This script is designed to help you sort through a directory of images and videos, identifying potentially NSFW content and moving it to a separate folder. It uses the OpenNSFW2 library to analyze images and videos, predicting the likelihood that they contain NSFW content.
Here's how it works: The script first sets up the necessary directories and logging configuration. It then scans the target directory and its subdirectories for files with specific extensions (like .jpg, .png, .mp4, etc.). For each file, it calculates the NSFW probability using the neural model you can find in the repo (.h5) and logs the result. If the probability exceeds a certain threshold, the file is moved to a "high_prob_nsfw" directory.
To ensure smooth operation, the script processes files in parallel using a thread pool, which speeds up the sorting process. It also keeps track of which files have already been processed to avoid redundant work. Safety measures are built in to handle errors gracefully, such as skipping non-image files, handling corrupted files, and verifying successful file moves.
Overall, this script provides an efficient and automated way to manage and sort potentially sensitive content, making it easier to keep your directories organized and safe.
-
Import necessary modules: hashlib, logging, os, re, shutil, ThreadPoolExecutor, cv2, opennsfw2, colorama, rich.console, random, string.
-
Initialize colorama and rich.console.
-
Set up logging configuration.
-
Define allowed file extensions for images and videos.
-
Function generate_random_string:
- Generate a random string of specified length.
-
Function move_file:
- Check if the source file exists.
- Generate a unique destination path if the file already exists at the destination.

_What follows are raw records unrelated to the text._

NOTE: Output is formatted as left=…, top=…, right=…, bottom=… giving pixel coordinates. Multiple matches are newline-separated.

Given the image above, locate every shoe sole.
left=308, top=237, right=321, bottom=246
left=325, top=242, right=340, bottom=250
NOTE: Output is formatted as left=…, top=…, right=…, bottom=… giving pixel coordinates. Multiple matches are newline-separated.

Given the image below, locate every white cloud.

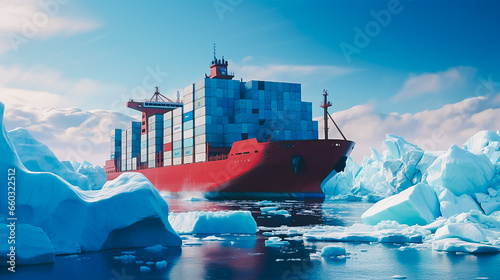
left=4, top=105, right=138, bottom=166
left=394, top=66, right=476, bottom=101
left=0, top=0, right=99, bottom=53
left=316, top=94, right=500, bottom=162
left=0, top=65, right=127, bottom=108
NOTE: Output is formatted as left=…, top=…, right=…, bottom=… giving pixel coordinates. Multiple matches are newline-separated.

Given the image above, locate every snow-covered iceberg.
left=361, top=183, right=440, bottom=225
left=426, top=145, right=495, bottom=196
left=320, top=131, right=500, bottom=253
left=168, top=211, right=257, bottom=234
left=0, top=103, right=181, bottom=261
left=7, top=128, right=107, bottom=190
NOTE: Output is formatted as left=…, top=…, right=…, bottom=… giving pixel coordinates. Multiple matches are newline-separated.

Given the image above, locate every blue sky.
left=0, top=0, right=500, bottom=115
left=0, top=0, right=500, bottom=163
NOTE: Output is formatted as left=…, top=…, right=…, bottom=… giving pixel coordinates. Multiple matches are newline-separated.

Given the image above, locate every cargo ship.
left=104, top=52, right=354, bottom=198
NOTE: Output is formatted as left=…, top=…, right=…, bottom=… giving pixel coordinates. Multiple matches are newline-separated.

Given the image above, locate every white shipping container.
left=172, top=132, right=182, bottom=142
left=184, top=129, right=193, bottom=139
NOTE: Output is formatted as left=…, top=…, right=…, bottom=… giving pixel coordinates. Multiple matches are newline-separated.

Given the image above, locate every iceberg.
left=462, top=130, right=500, bottom=163
left=168, top=211, right=257, bottom=234
left=432, top=238, right=500, bottom=254
left=439, top=189, right=482, bottom=218
left=7, top=128, right=90, bottom=190
left=434, top=223, right=488, bottom=243
left=63, top=161, right=108, bottom=190
left=426, top=145, right=495, bottom=196
left=361, top=183, right=440, bottom=225
left=303, top=221, right=431, bottom=243
left=0, top=223, right=55, bottom=266
left=0, top=103, right=182, bottom=262
left=321, top=245, right=346, bottom=258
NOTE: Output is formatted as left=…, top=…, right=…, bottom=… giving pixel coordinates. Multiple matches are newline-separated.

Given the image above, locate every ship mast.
left=321, top=89, right=347, bottom=141
left=321, top=89, right=332, bottom=140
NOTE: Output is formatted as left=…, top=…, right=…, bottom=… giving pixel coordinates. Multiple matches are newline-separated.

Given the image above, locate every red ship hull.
left=105, top=139, right=354, bottom=197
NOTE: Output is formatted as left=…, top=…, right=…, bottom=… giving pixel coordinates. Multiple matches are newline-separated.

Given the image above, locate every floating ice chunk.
left=321, top=245, right=346, bottom=258
left=432, top=238, right=500, bottom=254
left=304, top=221, right=430, bottom=243
left=426, top=145, right=495, bottom=196
left=255, top=200, right=276, bottom=206
left=264, top=236, right=290, bottom=247
left=434, top=223, right=487, bottom=242
left=260, top=206, right=280, bottom=213
left=321, top=157, right=361, bottom=197
left=201, top=235, right=224, bottom=241
left=168, top=211, right=257, bottom=234
left=361, top=183, right=439, bottom=225
left=476, top=191, right=500, bottom=215
left=0, top=223, right=55, bottom=265
left=144, top=244, right=163, bottom=253
left=156, top=260, right=167, bottom=269
left=439, top=189, right=481, bottom=218
left=113, top=255, right=135, bottom=262
left=260, top=206, right=291, bottom=217
left=7, top=128, right=90, bottom=190
left=70, top=161, right=108, bottom=190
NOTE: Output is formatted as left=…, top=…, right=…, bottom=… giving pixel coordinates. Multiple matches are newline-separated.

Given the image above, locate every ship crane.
left=320, top=89, right=347, bottom=141
left=127, top=86, right=182, bottom=117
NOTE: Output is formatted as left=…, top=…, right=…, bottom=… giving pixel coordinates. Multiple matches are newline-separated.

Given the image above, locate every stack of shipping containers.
left=172, top=108, right=183, bottom=165
left=112, top=78, right=318, bottom=168
left=147, top=114, right=163, bottom=168
left=163, top=111, right=173, bottom=166
left=109, top=129, right=122, bottom=171
left=182, top=84, right=194, bottom=164
left=120, top=129, right=128, bottom=171
left=127, top=122, right=141, bottom=170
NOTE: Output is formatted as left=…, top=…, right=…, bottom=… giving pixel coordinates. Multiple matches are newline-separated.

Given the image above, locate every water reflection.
left=0, top=199, right=500, bottom=280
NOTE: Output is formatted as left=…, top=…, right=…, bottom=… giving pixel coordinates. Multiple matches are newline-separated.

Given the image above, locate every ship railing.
left=208, top=154, right=229, bottom=161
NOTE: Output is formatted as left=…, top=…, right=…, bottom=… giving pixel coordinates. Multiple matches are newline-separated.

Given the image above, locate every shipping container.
left=194, top=153, right=207, bottom=162
left=184, top=155, right=194, bottom=164
left=172, top=157, right=182, bottom=165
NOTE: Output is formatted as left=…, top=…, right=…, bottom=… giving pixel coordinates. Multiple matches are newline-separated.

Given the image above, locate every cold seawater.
left=0, top=198, right=500, bottom=280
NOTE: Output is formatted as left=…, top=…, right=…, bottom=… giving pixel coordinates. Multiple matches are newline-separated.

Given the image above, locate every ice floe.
left=304, top=221, right=431, bottom=243
left=361, top=183, right=439, bottom=225
left=168, top=211, right=257, bottom=234
left=318, top=131, right=500, bottom=253
left=0, top=223, right=55, bottom=266
left=321, top=245, right=346, bottom=258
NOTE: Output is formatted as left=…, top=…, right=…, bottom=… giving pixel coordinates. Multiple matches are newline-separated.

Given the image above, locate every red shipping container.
left=163, top=143, right=172, bottom=152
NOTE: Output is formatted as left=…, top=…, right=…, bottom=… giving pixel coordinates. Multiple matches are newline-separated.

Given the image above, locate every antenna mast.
left=321, top=89, right=347, bottom=141
left=321, top=89, right=332, bottom=140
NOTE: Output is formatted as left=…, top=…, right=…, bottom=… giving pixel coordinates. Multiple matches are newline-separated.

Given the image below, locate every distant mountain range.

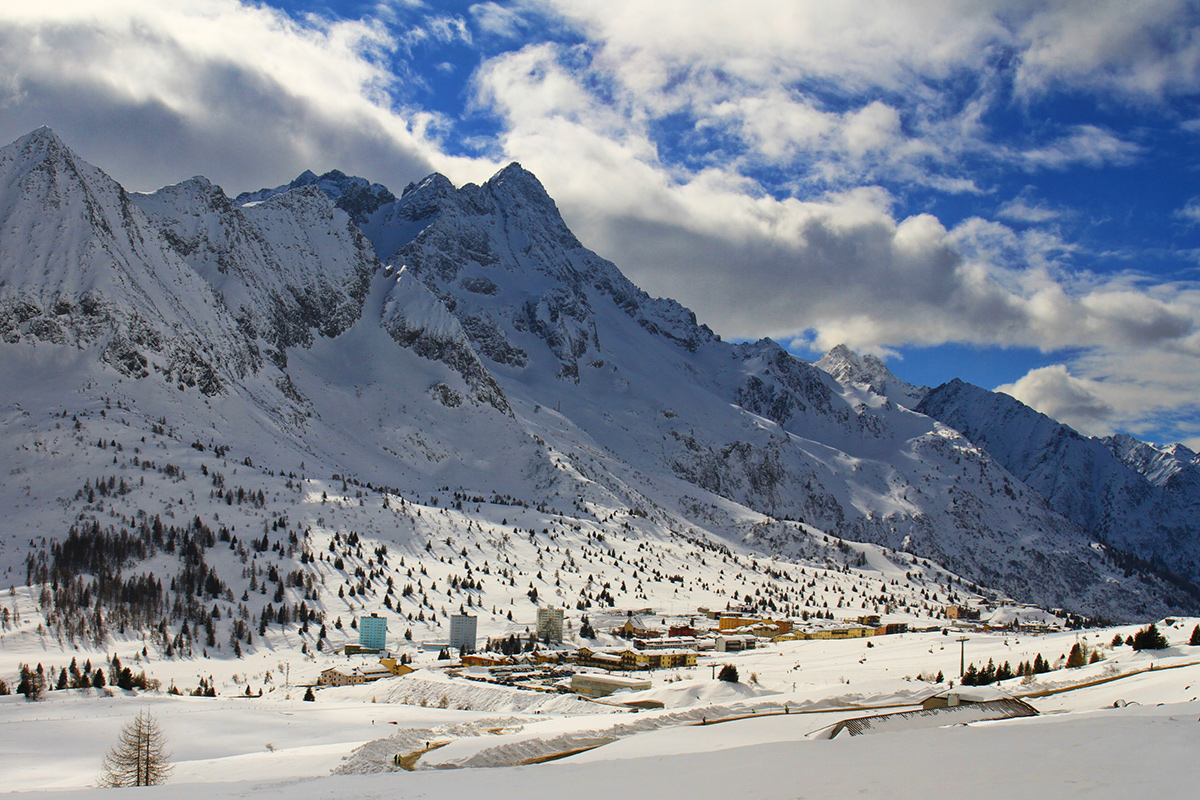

- Move the file to the destination.
- Verify the move was successful.
-
Function calculate_md5:
- Calculate the MD5 hash of a file.
-
Function get_color:
- Return a color based on the NSFW probability.
-
Function process_image:
- Log the start of processing.
- Check if the file is a jpg, png, or heic.
- Read the image file.
- Predict NSFW probability using opennsfw2.

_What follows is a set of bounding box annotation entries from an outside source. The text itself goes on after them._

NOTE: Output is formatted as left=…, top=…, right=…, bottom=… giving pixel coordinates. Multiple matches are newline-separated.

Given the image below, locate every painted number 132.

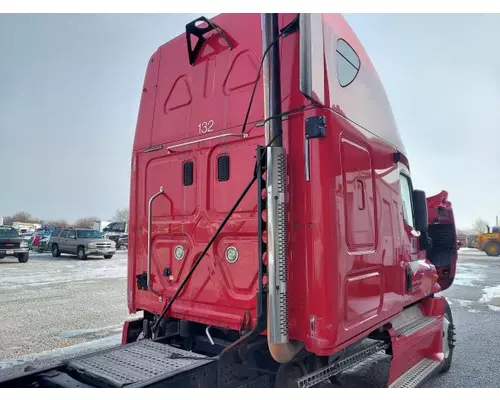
left=198, top=120, right=214, bottom=134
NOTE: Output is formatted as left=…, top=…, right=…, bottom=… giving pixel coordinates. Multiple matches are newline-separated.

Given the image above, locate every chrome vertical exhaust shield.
left=267, top=147, right=288, bottom=344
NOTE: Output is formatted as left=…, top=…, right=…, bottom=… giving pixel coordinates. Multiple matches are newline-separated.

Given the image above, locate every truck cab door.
left=57, top=229, right=69, bottom=252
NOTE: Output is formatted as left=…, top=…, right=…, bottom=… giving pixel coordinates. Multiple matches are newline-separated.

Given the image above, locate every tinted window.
left=337, top=39, right=361, bottom=87
left=0, top=226, right=19, bottom=238
left=400, top=175, right=413, bottom=228
left=76, top=231, right=102, bottom=239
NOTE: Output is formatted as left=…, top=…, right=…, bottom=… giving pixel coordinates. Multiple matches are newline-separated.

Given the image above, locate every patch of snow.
left=453, top=265, right=486, bottom=287
left=458, top=263, right=488, bottom=269
left=458, top=247, right=482, bottom=254
left=479, top=285, right=500, bottom=303
left=58, top=324, right=123, bottom=339
left=0, top=255, right=127, bottom=290
left=0, top=334, right=122, bottom=378
left=454, top=299, right=474, bottom=307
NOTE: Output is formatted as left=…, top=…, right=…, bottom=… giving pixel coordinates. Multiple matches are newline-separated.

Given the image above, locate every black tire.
left=76, top=246, right=87, bottom=260
left=52, top=243, right=61, bottom=257
left=17, top=252, right=30, bottom=264
left=439, top=301, right=455, bottom=373
left=484, top=242, right=500, bottom=257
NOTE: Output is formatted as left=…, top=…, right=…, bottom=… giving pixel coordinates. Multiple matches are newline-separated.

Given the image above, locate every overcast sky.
left=0, top=14, right=500, bottom=228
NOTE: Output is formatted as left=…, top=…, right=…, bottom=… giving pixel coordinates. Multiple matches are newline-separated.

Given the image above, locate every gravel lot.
left=0, top=251, right=135, bottom=360
left=425, top=249, right=500, bottom=388
left=0, top=249, right=500, bottom=387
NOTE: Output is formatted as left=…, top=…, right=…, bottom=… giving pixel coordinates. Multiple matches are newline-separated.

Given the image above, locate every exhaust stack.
left=262, top=14, right=303, bottom=363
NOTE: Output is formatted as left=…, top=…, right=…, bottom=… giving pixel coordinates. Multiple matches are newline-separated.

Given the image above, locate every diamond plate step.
left=68, top=340, right=213, bottom=387
left=389, top=358, right=440, bottom=388
left=391, top=305, right=436, bottom=336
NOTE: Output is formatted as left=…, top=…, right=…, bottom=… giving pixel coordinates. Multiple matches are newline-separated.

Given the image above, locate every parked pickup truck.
left=0, top=226, right=29, bottom=263
left=49, top=228, right=116, bottom=260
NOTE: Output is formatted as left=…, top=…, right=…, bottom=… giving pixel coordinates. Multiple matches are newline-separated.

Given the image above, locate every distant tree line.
left=3, top=208, right=128, bottom=228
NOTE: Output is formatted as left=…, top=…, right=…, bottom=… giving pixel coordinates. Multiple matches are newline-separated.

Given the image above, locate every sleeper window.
left=336, top=39, right=361, bottom=87
left=400, top=175, right=414, bottom=228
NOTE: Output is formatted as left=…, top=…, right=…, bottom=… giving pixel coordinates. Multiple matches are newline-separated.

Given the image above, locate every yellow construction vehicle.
left=476, top=226, right=500, bottom=257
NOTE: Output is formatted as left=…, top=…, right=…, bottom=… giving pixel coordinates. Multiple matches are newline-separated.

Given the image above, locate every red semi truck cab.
left=0, top=14, right=457, bottom=387
left=124, top=14, right=456, bottom=386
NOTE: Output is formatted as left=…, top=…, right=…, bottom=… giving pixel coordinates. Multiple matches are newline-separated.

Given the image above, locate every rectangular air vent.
left=183, top=161, right=194, bottom=186
left=217, top=155, right=229, bottom=182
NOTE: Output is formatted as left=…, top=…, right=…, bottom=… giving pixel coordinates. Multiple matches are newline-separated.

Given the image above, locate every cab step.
left=391, top=305, right=436, bottom=336
left=67, top=340, right=213, bottom=387
left=389, top=358, right=441, bottom=388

- Log the NSFW probability.
- Move the file to the high_prob_nsfw directory if the probability exceeds the threshold.
- Log the move.
-
Function process_images_in_directory:
- Create the high_prob_nsfw directory if it doesn't exist.
- Read the log file and populate a hashmap of processed files.
- Collect all image files in the target directory and its subdirectories.
- Process images in parallel using ThreadPoolExecutor.
- Log the processing status and handle timeouts and errors.
-
Main script execution:
- Define the target directory.
- Call process_images_in_directory with the target directory.
I created this script as part of an effort to digitalise old family media (hi8, vhs, jvhs, pictures, restored hard drives etc.), and to root out any nsfw pictures from old phone backups from family and/or myself, that might have been stored in old browser caches or, lets be fair, downloaded in puberty.